Professor of Neuroscience and Biological Chemistry, Michigan Neuroscience Institute
Accepting new students?
Training and Identities:
Implicit Bias Training, Anti-Racism Training, Bystander Training, Gender Bias or Discrimination Training
Research Interests:
Stem cells, retina, central nervous system, regeneration

Neurodegeneration in the central nervous system (CNS) due to trauma or disease can have devastating consequences on one’s quality of life. The retina is part of the CNS and a number of blinding eye diseases, like macular degeneration and glaucoma result from neurodegeneration in the retina. Although there are a variety of avenues for treating people with blinding eye disease, almost all these approaches involve invasive surgeries and introduction of foreign material into the eye with the risk of inflammation, rejection, and tumor formation. Ideally, we would like to develop strategies that stimulate the retina to repair itself via regeneration of neurons lost to injury or disease. Unfortunately, mammals are incapable of regenerating their CNS. However, hope comes from teleost fish like zebrafish that harbor robust regenerative powers and are able to repair a damaged CNS. Because the zebrafish and mammalian retina share structure and function, we suspect that mechanisms underlying retina regeneration in zebrafish will suggest strategies that can be applied to stimulate repair of the human retina.
Like mammals, the zebrafish retina harbors 6 major neuron types and 1 major glial cell type (named Müller glia). Normally, Müller glia contribute to retinal structure and homeostasis in both fish and mammals. However, in zebrafish, Müller glia also serve as a source of multipotent progenitors that repair a damaged retina and can restore sight. Underlying Müller glia’s regenerative response is a partial reprogramming of the Müller glia genome that prepares it for an asymmetric division that produces a progenitor that undergoes a limited number of cell divisions before it differentiates into one of the 6 major retinal neuron types.
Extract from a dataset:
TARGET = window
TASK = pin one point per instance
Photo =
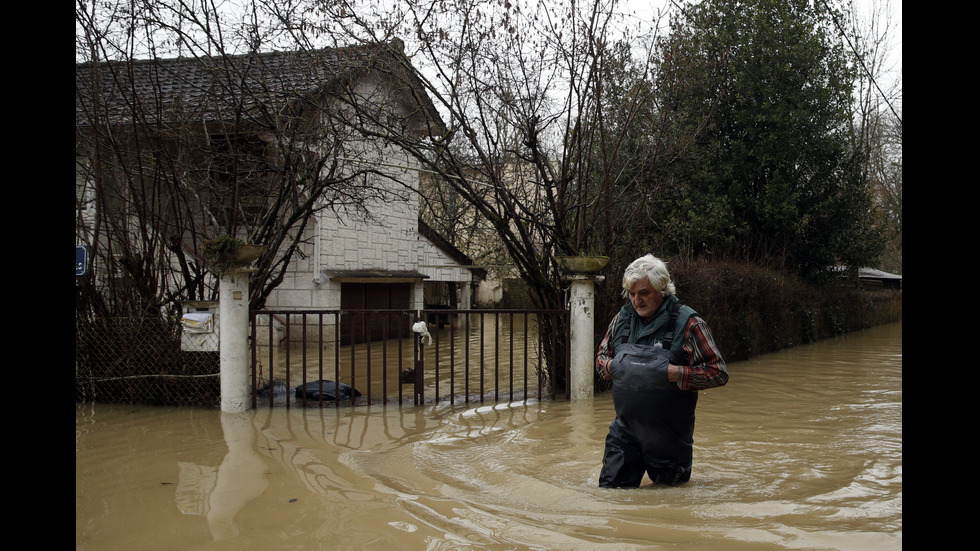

Using a combination of molecular, cellular, and genetic approaches, the Goldman lab is determining the mechanisms underlying retina regeneration in zebrafish and using this information to guide strategies that aim to stimulate retina regeneration in mammals. Towards this goal we are investigating: 1) Müller glial cell heterogeneity to determine if subtypes exist and if particular subtypes are more prone to participate in retinal repair than others; 2) interspecies comparative analysis of fish and mice Müller glia gene expression and signal transduction pathways to identify those uniquely contributing to retina regeneration in zebrafish and perhaps critical for stimulating regeneration in mammals; and 3) developing AAV as a gene delivery tool to the mouse retina to test if regeneration-associated genes and signaling pathways identified in fish can stimulate mammalian Müller glia to mount a regenerative response. Through these efforts we hope to bring a regenerative approach to the clinic for treating blinding eye diseases resulting from neurodegeneration.